Shanghai court seizes Japanese ore carrier in second world war reparations dispute
A court in Shanghai has seized a large Japanese ore carrier at a port in Zhejiang province to enforce a verdict seeking compensation for the sinking of two civilian Chinese cargo ships during the second world war.
Shanghai Maritime Court said on its website on Saturday that it had impounded the vessel Baosteel Emotion, which is owned by Mitsui O.S.K. Lines of Tokyo, in connection with a lawsuit concerning wartime reparations involving Chinese and Japanese shipping companies. The vessel is berthed at Majishan port.
The dispute stems from a deal in the 1930s between Chung Wei Steamship Company and the Japanese shipping firm. Two ships leased to the Japanese firm were "taken over" after war broke out, but were later sunk.
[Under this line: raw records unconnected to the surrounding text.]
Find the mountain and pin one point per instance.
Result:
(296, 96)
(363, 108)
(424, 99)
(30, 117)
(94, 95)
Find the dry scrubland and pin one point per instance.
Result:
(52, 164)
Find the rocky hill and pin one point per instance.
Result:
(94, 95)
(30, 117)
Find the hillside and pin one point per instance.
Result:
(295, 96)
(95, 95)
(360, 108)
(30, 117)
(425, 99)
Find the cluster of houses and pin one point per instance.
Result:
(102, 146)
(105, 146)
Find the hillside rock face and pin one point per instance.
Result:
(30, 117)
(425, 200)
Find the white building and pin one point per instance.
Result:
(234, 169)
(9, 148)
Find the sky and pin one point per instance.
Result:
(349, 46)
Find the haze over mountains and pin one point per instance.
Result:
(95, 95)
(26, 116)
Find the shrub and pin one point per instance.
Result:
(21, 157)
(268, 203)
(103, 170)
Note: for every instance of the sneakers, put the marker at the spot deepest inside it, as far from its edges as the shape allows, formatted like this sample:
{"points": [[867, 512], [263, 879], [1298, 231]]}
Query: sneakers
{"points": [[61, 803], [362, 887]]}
Chung Wei moved to Hong Kong in the 1950s and the Japanese firm merged with Navix Line, which in turn merged with Mitsui.
Two grandchildren of Chung Wei's owner, Chen Zhen and Chen Chun, filed the landmark lawsuit against Navix in 1988 with the Shanghai Maritime Court, seeking wartime reparations of US$160 million.
The maritime court awarded the Chens nearly 3 billion yen in damages and compensation in 2007. The Supreme People's Court rejected the Japanese company's appeal in 2010, according to the maritime court.
The Shanghai court served an enforcement notice on Mitsui in late 2011 but negotiations between the Chens and Mitsui ended with no result, prompting the court to seize Baosteel Emotion on Saturday.
Chen Rulang, a lawyer specialising in maritime lawsuits in Shanghai, said mainland courts had rarely, if ever, taken such a tough stance to recover wartime reparations from Japan.
"The verdict has been made so the action is absolutely legal, but it is quite unusual. In my memory there was not another case," he said, adding that Mitsui had only two options: pay the money or lose the ship.
The Japanese company could not be reached for comment yesterday.